Module Core_kernel__.Rope

A rope is a standard data structure that represents a single string as a tree of strings, allowing concatenation to do no work up front -- a string formed by many Rope concatenations followed by a to_string needs only copy each input to the output once, whereas a string expression looking like a ^ b ^ c ^ ... ^ z must create an intermediate string for every concatenation, and will copy the original data into and out of short-lived temporary strings many times.

On the other hand, because String.concat [ s1; s2; s3; ... ] allocates a single string and copies the inputs into it, Rope is no improvement over that usage. Rope becomes useful when the construction of the sequence of strings is more complex -- a good example is prettyprinting an expression language, where you need to parenthise subexpressions (appending a short string at both ends) and handle infix binary operators (appending two long strings both made up of many parts, with a short string in between).

Any operations that would produce a Rope longer than String.max_length raise instead. They are not marked with _exn on their names since (at least on 64-bit) this number is far in excess of the size of your memory, so isn't likely to come up in practice.

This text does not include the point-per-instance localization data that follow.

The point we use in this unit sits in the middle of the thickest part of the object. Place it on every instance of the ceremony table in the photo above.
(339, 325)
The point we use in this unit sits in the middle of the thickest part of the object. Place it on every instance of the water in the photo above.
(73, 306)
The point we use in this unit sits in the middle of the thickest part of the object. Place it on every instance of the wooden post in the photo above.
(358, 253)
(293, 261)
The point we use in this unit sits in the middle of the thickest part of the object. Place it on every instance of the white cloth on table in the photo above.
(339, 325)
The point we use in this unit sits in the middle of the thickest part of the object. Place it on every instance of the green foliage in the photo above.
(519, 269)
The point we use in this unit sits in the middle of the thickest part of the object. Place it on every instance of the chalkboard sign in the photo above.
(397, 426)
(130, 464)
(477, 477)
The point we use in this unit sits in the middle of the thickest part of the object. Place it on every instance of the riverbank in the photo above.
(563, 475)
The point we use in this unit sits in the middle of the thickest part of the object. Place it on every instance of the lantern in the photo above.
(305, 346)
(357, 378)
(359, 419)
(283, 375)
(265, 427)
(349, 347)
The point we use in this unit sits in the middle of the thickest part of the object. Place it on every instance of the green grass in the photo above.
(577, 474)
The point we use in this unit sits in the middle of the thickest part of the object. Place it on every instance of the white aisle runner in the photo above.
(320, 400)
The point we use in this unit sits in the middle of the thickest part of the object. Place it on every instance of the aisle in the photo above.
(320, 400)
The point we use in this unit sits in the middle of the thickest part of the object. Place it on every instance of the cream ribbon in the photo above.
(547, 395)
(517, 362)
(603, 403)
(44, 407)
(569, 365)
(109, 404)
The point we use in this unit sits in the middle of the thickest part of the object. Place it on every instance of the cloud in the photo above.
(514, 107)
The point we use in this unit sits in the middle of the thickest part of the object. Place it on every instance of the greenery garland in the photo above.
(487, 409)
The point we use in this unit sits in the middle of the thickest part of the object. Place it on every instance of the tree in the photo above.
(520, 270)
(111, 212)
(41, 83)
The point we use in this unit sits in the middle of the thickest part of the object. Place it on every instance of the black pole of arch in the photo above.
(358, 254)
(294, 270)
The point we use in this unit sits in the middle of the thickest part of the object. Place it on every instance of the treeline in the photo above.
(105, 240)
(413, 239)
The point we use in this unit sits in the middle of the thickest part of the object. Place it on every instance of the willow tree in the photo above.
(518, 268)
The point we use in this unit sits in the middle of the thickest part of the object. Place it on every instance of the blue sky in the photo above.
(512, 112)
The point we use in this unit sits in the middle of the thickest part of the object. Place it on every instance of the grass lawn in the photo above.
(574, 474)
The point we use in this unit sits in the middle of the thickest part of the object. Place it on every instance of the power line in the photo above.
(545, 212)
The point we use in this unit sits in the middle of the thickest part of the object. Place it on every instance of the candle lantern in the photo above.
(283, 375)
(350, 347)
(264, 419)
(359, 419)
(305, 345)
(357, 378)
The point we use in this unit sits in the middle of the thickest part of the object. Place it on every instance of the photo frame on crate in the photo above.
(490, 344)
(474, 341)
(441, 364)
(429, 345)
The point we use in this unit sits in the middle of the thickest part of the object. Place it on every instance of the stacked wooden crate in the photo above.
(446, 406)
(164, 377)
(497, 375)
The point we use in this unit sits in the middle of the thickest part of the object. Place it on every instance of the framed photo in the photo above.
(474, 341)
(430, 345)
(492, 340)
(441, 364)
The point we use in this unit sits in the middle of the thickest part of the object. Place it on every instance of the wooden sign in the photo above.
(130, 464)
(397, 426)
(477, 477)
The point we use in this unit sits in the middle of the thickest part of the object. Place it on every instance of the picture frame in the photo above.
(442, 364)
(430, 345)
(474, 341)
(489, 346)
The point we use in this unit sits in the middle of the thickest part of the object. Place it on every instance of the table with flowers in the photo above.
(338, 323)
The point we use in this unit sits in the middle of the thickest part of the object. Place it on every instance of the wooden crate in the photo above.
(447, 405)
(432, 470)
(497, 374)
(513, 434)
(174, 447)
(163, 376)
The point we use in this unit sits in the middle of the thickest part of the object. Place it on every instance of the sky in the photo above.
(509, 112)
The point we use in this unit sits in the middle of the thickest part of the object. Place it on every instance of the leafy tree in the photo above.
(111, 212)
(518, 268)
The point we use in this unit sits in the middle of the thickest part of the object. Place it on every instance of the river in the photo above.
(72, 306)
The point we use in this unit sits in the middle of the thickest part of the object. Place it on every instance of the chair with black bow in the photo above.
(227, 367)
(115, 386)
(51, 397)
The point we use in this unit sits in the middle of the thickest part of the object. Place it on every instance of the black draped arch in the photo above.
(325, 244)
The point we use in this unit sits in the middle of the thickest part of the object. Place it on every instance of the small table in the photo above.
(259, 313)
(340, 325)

A more fully-featured Rope implementation is available in the zed library.

type t
val of_string : Core_kernel__.Import.string ‑> t

Takes O(1) time. The string isn't copied, so don't mutate it.

val empty : t
val is_empty : t ‑> Core_kernel__.Import.bool
val length : t ‑> Core_kernel__.Import.int
val to_string : t ‑> Core_kernel__.Import.string

Allocates a fresh string, so takes time proportional to the total size of the result.

val (^) : t ‑> t ‑> t

These take time proportional to the number of t's passed.

val concat : ?⁠sep:t ‑> t Core_kernel__.Import.list ‑> t
val concat_array : ?⁠sep:t ‑> t Core_kernel__.Import.array ‑> t
val add_to_buffer : t ‑> Buffer.t ‑> Core_kernel__.Import.unit

Appends the contents of the Rope at the end of a destination buffer.